On vit souvent, sans le savoir, en voisin de l’enfer. Comme on peut et malgré le démenti qui crève les yeux, on se convainc qu’il n’existe pas. J’habitais au lieu le plus bas de la ville. Et il n’y avait rien d’étonnant à ce que, selon les lois de la gravité universelle, à la manière d’une sorte d’entonnoir comparable à celui qu’un poète ancien a décrit, ce lieu reçoive, dégoulinant vers lui, toute la détresse physique et morale du monde. C’est vers lui aussi qu’avaient fui, quittant leur patrie, les hommes, les femmes, les enfants qui composaient la part la plus populeuse des citoyens du quartier : venus de pays exotiques et lointains d’où les avaient chassés la famine, la misère, la répression et, dans certains cas, pour dire vrai, le méticuleux massacre dont ils pouvaient légitimement passer pour les miraculeux rescapés. L’aventure sinistre à laquelle ils avaient survécu n’était pas inscrite sur leurs visages. Mais elle n’était pas compliqué à imaginer. Le caractère coloré de sa population n’entrait certainement pas pour rien dans la piètre réputation dont pâtissait le voisinage. Dans ma rue se trouvait un grand foyer destiné aux travailleurs immigrés. Le dimanche ou bien les jours d’été, quand ses pensionnaires soudainement désoeuvrés se reposaient des tâches ingrates et mal payées qui faisaient leur quotidien, une grande et plaisante rumeur de palabres passait par les fenêtres ouvertes du bâtiment dans le cadre desquelles on apercevait des visages noirs par dizaines. Elle résonnait et remplissait la rue. Autour d’un brasero sur lequel l’un d’entre eux faisait cuire des épis de maïs, des hommes en costume traditionnel de leur pays s’assemblaient comme ils l’auraient fait sur la place d’un village d’Afrique.

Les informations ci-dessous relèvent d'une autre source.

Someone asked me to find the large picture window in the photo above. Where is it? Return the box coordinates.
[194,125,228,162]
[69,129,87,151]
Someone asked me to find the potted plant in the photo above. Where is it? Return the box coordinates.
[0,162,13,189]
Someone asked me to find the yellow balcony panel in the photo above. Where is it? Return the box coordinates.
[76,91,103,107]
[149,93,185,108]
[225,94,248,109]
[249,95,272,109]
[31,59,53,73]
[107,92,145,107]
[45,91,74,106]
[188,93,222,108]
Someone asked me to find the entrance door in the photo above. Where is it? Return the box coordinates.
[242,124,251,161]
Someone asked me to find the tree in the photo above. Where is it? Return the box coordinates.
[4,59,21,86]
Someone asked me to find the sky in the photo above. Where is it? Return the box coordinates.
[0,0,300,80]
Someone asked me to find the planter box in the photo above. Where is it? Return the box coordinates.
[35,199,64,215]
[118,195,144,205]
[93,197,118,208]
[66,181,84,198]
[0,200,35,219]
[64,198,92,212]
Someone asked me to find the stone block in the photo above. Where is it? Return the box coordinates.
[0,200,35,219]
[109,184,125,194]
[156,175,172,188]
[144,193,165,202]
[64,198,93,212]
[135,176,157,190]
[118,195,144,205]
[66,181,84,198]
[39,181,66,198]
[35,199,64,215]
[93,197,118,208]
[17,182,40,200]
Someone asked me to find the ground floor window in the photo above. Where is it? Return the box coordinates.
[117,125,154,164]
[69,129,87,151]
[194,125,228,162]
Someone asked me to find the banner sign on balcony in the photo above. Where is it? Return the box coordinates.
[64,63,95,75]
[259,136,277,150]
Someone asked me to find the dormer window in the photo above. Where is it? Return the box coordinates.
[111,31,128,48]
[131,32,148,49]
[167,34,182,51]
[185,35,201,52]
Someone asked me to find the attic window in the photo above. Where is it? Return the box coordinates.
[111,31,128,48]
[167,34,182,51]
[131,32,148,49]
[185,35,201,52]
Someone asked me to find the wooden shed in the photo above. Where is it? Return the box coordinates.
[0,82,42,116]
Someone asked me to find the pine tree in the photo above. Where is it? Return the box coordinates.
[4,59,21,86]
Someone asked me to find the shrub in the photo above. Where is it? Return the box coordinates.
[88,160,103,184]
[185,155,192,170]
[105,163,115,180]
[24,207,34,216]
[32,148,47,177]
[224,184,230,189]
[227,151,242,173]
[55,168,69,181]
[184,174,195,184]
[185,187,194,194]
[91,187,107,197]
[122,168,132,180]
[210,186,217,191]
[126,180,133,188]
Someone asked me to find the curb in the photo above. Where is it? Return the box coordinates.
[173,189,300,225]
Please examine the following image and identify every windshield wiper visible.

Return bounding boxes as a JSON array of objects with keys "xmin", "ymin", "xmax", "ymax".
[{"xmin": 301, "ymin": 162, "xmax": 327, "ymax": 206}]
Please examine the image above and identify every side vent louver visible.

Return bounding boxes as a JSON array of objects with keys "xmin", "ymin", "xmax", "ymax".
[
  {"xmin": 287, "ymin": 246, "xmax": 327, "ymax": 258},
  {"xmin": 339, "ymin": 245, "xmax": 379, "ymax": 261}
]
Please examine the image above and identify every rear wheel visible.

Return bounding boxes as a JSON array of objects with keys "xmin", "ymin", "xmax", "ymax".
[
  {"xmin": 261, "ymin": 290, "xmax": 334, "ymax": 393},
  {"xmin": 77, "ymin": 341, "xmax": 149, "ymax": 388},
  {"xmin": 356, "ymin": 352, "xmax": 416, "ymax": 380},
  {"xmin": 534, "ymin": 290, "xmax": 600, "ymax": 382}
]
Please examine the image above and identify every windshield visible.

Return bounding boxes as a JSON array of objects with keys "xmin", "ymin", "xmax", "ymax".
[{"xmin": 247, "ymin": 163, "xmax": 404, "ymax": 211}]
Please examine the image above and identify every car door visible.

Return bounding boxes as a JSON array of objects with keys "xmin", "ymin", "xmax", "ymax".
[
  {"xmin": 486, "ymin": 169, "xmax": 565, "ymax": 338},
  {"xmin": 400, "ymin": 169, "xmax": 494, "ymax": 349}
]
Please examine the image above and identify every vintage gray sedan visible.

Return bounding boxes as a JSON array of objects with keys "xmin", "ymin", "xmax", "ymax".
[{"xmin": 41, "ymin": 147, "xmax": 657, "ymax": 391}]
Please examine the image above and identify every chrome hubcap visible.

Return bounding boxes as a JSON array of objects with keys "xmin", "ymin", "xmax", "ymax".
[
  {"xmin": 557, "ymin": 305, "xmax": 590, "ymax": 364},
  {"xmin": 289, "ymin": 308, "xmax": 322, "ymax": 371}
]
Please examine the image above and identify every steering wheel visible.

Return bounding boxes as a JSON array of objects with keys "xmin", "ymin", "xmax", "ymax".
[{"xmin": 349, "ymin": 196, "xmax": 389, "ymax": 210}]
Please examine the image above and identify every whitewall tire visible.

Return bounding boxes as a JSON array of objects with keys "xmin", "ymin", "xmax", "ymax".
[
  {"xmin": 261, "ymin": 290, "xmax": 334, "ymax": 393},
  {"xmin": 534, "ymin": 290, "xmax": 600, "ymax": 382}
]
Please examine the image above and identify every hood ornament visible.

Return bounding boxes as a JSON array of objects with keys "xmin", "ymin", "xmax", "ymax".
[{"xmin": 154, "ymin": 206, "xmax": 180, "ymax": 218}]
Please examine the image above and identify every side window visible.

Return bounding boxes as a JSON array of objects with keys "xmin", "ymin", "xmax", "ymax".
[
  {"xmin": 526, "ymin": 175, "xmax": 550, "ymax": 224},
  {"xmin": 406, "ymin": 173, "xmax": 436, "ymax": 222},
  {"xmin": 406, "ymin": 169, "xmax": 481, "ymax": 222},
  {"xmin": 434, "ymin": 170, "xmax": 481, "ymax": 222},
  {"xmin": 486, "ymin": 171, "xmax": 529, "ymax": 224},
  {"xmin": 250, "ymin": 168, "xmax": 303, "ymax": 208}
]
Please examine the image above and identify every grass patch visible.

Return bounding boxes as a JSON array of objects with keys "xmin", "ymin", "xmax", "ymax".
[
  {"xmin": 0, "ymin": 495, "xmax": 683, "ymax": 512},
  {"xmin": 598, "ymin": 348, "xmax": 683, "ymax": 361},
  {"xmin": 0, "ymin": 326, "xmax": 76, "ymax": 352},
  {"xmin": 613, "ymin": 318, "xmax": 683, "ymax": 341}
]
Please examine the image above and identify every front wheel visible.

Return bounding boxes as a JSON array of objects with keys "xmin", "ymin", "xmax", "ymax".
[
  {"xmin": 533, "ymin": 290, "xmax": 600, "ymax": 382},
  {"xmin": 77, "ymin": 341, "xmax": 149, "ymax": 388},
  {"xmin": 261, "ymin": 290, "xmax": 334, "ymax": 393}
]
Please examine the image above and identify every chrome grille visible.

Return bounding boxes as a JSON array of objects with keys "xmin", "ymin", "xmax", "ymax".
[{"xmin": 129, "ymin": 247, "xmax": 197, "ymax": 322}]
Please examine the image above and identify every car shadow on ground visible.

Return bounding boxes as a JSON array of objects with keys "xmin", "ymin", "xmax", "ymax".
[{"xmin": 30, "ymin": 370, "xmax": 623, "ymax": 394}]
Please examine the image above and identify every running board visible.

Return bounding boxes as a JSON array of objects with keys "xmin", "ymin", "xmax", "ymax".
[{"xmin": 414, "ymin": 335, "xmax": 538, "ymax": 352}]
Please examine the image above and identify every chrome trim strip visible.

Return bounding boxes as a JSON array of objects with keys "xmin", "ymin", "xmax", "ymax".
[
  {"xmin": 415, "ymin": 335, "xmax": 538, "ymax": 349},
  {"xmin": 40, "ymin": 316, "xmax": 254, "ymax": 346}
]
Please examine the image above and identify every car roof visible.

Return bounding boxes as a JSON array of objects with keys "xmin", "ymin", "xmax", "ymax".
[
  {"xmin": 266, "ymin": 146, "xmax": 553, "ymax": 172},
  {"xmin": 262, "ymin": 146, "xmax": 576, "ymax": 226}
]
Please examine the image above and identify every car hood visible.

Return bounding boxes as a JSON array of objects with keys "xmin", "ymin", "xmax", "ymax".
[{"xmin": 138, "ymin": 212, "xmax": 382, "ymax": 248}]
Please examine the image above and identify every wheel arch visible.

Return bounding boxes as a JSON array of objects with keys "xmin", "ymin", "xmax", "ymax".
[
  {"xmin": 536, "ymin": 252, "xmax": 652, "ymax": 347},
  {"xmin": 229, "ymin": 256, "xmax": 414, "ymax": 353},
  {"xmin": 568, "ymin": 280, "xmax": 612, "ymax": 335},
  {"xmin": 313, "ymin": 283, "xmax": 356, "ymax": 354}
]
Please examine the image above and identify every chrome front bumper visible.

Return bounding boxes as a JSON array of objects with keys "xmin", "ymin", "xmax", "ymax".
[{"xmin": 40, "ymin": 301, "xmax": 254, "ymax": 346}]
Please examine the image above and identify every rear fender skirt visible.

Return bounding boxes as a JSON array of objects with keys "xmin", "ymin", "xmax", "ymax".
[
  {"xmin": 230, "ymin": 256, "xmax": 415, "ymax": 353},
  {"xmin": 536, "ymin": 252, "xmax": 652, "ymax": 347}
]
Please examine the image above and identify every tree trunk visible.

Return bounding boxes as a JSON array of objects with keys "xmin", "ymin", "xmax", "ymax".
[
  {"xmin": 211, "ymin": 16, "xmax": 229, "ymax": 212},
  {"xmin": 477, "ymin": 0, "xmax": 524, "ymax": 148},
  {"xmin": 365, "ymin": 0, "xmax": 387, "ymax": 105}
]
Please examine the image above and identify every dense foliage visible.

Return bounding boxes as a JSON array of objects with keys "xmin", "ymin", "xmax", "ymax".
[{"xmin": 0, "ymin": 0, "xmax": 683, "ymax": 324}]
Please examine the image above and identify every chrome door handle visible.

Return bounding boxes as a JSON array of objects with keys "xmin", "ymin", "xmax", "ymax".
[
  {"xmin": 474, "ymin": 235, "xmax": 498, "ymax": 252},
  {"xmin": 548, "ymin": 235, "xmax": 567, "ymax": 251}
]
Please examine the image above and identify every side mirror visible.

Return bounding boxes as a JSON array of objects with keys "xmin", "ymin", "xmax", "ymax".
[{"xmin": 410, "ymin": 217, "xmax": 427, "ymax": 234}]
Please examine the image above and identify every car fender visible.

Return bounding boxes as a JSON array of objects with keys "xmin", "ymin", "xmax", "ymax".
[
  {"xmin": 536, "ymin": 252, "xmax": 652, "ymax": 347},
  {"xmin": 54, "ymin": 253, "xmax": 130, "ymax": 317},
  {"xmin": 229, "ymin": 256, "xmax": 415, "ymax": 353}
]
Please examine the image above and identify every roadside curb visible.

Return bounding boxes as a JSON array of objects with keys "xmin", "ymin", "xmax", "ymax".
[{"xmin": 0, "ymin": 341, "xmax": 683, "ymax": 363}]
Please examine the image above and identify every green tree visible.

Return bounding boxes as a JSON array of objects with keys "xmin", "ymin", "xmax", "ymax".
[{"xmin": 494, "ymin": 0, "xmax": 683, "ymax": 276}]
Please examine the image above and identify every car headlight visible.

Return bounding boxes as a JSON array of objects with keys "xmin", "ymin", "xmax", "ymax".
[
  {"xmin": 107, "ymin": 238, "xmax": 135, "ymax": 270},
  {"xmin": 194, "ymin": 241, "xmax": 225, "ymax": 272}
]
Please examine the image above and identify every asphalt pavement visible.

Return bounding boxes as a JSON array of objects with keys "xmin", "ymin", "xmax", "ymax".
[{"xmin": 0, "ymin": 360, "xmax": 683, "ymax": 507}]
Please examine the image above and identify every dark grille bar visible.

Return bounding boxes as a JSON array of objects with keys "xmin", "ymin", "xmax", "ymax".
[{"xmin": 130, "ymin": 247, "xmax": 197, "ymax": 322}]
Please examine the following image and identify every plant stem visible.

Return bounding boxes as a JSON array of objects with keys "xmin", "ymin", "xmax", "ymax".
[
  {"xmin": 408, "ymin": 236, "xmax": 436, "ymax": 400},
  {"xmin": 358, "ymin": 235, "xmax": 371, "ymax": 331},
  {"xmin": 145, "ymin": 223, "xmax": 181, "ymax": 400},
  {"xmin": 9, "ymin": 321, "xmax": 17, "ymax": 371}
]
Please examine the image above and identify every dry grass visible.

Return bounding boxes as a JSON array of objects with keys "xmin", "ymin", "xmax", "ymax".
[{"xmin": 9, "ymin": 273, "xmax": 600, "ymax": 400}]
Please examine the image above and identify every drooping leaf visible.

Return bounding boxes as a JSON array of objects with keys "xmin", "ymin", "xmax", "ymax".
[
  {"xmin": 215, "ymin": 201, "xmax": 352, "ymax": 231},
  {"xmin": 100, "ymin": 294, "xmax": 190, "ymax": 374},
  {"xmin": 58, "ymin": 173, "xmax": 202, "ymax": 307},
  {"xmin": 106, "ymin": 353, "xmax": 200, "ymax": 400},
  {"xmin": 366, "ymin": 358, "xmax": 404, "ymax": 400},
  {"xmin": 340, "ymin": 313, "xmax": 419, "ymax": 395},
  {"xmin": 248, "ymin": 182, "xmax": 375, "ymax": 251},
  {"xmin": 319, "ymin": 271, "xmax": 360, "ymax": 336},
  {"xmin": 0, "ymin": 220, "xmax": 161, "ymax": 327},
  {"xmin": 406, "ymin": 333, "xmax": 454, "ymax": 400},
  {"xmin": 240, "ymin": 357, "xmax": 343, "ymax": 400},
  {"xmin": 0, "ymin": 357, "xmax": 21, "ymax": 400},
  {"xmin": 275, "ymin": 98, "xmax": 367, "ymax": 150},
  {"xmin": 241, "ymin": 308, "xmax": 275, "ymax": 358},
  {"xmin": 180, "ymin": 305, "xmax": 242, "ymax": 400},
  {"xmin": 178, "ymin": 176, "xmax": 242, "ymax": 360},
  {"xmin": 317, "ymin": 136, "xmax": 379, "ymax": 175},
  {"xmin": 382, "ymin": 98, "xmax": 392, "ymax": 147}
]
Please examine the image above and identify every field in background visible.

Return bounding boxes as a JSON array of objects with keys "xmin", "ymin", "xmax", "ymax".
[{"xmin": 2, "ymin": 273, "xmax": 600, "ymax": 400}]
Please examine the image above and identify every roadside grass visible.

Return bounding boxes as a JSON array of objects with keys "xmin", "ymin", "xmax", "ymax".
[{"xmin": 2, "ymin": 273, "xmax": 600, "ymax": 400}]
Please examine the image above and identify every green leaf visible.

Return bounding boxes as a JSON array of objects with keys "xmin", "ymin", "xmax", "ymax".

L’immeuble voisin appartenait à l’Armée du Salut. Ou bien : à quelque autre organisation semblable, destinée à faire la charité dans une société qui avait renoncé depuis longtemps à garantir la justice (…) Le bâtiment en question était l’oeuvre d’un architecte fameux qui – était-ce par un trait d’humour noir ? – avait voulu lui donner l’apparence gaie d’une fastueuse villégiature méditerranéenne avec des façades rutilantes, des terrasses disposées en quinconce et plantées de petits jardins. Le passage du temps sur une construction qui n’avait guère été conçue pour le supporter, le manque des moyens qui auraient été indispensables pour la conserver en l’été donnaient un air de dérision à la chose. Parce qu’il passait pour un monument prestigieux et figurait à ce titre sur le circuit de la plupart des tour operators, des groupes de touristes étrangers venaient régulièrement photographier le bâtiment sans aucun souci de ce à quoi il servait vraiment. Ils ne s’aventuraient guère plus loin car la grande artère enserrant la métropole, qui passait à quelques pas de là, avait une fort mauvaise réputation de laquelle on les avait légitimement avertis : à la nuit tombée y traînait tout la faune prévisible des voyous, des vendeurs de drogue, des prostituées et des proxénètes.

La zone ! : comme l’on disait il y a un siècle pour désigner cette partie de la ville où, en lieu et place des vieilles fortifications destinées à la défendre, s’étaient multipliées les habitations de fortune et où se réfugiait, aux marges du monde prétendument civilisé, tout un petit peuple de parias et de réprouvés. Les choses finalement n’avaient pas beaucoup changé. Car telle était encore plus ou moins la physionomie du secteur quand je m’y suis installé. Ou plus exactement : elles étaient en train de changer.